Study: litigation in the Czech Republic among the shortest but judicial independence perceived as low
The new tool intends to provide objective data on the judicial systems in all 27 EU countries. It aims to offer a systematic overview of the functioning of EU judicial systems and also to jump starting economic growth and creating new jobs. Viviane Reding, Vice-President of the Commission and the EU’s Justice Commissioner, is convinced that countries with an independent and effective judicial system are more attractive for investors. Predictability and speed of litigation, as well as the subsequent enforcement of court decisions, is thus now an important part of the EU’s economic strategy.
Duration of litigation
The Scoreboard highlights in particular the time taken to resolve litigious civil and commercial cases, as well as administrative cases.
The Czech Republic – perhaps surprisingly – ranked joint-second with Austria as one of the fastest countries for resolving civil and commercial disputes (this may be partially influenced by the frequent use of electronic or conventional payment orders in Czech civil proceedings). Latvia was the ranked highest, with Italy, Cyprus and Malta all placed near the bottom.
Electronic communication between courts and litigants was reviewed as another indicator of judicial effectiveness. The Czech Republic was again among the highest ranked countries, with Germany and Great Britain somewhere in the middle and Greece coming last.
In the Budget for courts category, however, the Czech Republic sits in the bottom half of the list.
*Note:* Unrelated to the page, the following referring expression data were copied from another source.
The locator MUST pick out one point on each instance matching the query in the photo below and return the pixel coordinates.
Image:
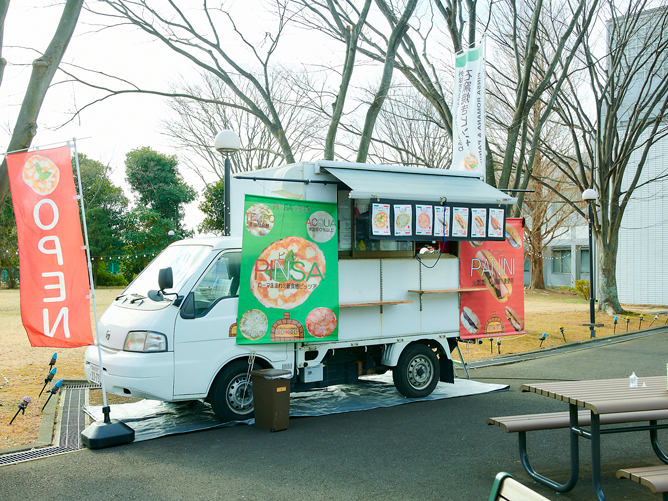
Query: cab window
(220, 281)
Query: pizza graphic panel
(321, 322)
(287, 272)
(41, 174)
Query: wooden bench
(506, 488)
(555, 420)
(654, 477)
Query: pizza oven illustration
(287, 329)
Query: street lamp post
(227, 142)
(589, 195)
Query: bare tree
(43, 70)
(198, 120)
(410, 132)
(615, 124)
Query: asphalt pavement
(440, 450)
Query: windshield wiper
(137, 297)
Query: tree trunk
(537, 279)
(606, 288)
(535, 237)
(43, 70)
(4, 4)
(398, 32)
(95, 264)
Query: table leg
(654, 438)
(596, 456)
(575, 459)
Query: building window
(561, 261)
(584, 261)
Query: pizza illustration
(380, 220)
(424, 220)
(41, 174)
(253, 324)
(259, 220)
(321, 322)
(287, 272)
(403, 220)
(470, 162)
Luxembourg has the highest budget and Bulgaria the lowest.
The Scoreboard also refutes claims that the Czech Republic has too few judges – the Czech Republic ranked second just behind Slovenia, with nearly 50 and 70 judges per 100,000 inhabitants, respectively. As concerns the number of attorneys (referred to in the Scorecard using the more general term “lawyer”), the Czech Republic placed in the bottom half, while Luxembourg, Greece, and Italy were among the first.
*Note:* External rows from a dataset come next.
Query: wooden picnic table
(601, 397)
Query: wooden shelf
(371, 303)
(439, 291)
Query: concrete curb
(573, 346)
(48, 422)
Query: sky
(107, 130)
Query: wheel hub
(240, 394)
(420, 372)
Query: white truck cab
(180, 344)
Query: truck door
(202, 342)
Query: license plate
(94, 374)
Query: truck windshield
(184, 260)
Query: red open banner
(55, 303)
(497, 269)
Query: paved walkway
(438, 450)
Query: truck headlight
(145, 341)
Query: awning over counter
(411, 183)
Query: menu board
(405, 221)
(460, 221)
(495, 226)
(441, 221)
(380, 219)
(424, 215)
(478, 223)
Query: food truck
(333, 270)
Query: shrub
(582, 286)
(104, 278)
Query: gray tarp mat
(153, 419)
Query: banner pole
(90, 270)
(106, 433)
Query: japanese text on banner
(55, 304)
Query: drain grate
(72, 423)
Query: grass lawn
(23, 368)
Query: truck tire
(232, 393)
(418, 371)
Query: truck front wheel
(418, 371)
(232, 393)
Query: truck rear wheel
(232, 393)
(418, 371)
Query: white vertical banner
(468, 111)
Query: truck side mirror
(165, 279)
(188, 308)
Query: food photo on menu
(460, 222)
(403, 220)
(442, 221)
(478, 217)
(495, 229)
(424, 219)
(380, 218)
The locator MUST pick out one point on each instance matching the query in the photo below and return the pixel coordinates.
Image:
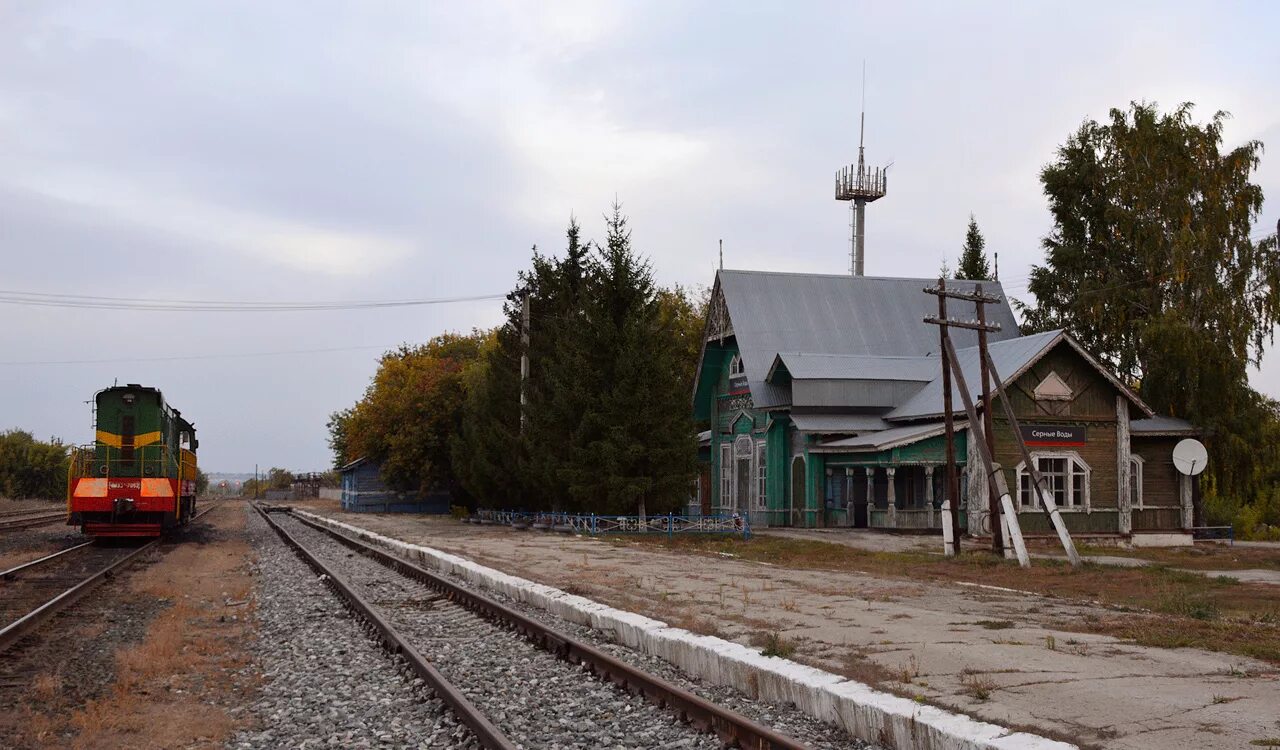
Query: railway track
(416, 612)
(27, 518)
(36, 590)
Independence of the judiciary
A somewhat different, but no less interesting, indicator – and a highly fluctuating one at that – concerns the overall public perception of judicial independence, which is a subjective indicator referring to the respect and confidence in the courts in individual countries.
According to the World Economic Forum and the World Justice Project, several EU countries (such as Finland, the Netherlands and Ireland) ranked among the top 10 countries in terms of the perception of judicial independence. The Czech Republic ranked 22nd out of the 27 assessed countries and Slovakia came in last. It is thus apparent that the influence of corruption in the two countries’ judicial systems is still a big national problem, which is logically reflected in the skeptical approach to respecting and recognising the courts as an independent authority.
On the basis of the Scoreboard, the European Commission calls upon EU countries, the European Parliament and other relevant parties to start a public debate on how effective judicial systems can further promote economic growth. The European Commission also plans to launch a broader debate on the role of justice in the EU at the Assises de la justice, a high-level conference, in November of this year.